What Clauses Should Be a MUST in an LOI - gill agency.co

What Clauses Should Be a MUST in an LOI — From the Seller’s Perspective

 

For a seller, the Letter of Intent (LOI) is more than a formality—it’s your first real line of defense. A well-drafted LOI sets the tone, protects your leverage, and ensures that the buyer’s “interest” translates into a serious, structured offer. 

Here are the clauses every seller should insist on before moving forward.

Purchase Price & Structure:
Make sure the offer details are crystal clear—total price, payment breakdown, earnouts, and timing. Avoid vague language that lets buyers “revisit” valuation later.

Timeline & Milestones:
Set firm dates for due diligence, definitive agreement, and closing. Open-ended timelines are a recipe for buyer drift.

Exclusivity with Boundaries:
Limit exclusivity (30–60 days) and tie it to buyer performance. You shouldn’t be locked out of the market while a buyer drags their feet.

Confidentiality:
Your financials, clients, and employees must remain protected. Reinforce that the LOI does not grant permission to contact employees or customers.

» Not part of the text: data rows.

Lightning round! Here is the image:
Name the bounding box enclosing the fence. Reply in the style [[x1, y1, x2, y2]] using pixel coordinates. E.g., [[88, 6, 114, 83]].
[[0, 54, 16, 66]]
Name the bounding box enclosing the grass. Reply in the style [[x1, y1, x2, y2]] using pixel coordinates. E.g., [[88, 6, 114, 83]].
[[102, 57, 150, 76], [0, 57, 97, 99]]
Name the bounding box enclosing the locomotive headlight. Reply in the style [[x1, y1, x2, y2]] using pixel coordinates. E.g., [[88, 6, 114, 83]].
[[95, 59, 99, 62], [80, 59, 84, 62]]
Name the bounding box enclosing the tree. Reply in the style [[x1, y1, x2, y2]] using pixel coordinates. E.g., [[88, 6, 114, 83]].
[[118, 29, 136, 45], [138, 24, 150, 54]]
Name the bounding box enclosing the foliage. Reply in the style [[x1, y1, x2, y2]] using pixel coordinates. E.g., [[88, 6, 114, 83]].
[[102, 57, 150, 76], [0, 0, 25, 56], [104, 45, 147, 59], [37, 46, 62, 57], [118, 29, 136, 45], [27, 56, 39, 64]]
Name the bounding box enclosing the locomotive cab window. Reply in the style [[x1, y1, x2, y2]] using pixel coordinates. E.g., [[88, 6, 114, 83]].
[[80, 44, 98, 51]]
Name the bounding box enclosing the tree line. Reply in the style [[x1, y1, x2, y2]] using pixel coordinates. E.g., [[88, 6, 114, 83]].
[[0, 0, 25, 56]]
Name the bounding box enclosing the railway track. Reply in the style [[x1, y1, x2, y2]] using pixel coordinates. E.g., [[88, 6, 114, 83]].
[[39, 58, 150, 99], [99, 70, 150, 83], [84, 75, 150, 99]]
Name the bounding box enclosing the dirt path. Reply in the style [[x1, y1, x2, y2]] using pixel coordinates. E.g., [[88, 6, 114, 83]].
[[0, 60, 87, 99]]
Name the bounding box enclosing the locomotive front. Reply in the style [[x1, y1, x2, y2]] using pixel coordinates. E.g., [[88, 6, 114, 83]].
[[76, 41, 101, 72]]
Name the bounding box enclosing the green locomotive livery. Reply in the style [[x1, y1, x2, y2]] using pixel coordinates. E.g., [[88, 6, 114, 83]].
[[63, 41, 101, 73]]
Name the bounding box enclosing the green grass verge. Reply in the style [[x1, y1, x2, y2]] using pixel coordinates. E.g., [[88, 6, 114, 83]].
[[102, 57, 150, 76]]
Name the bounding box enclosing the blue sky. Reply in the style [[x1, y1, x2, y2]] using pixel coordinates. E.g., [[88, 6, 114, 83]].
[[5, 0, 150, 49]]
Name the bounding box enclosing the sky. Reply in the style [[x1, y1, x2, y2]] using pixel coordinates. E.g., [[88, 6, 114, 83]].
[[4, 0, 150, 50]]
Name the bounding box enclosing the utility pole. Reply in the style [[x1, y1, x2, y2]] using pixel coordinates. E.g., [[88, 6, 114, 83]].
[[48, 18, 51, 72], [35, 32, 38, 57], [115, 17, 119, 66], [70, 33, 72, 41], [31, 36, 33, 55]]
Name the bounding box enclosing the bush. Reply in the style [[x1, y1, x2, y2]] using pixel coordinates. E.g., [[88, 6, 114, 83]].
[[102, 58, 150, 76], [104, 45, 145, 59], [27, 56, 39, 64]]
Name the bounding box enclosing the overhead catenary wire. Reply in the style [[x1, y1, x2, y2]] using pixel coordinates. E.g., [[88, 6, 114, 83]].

Clear Binding vs. Non-Binding Terms:
Ensure only confidentiality and exclusivity are binding—nothing else. Protect yourself from premature legal exposure.

Key Conditions to Close:
Require buyer financing proof, regulatory readiness, and confirm they can close.

A strong LOI protects your position, preserves momentum, and filters out “tire kickers.” The best sellers don’t just sign—they set the terms.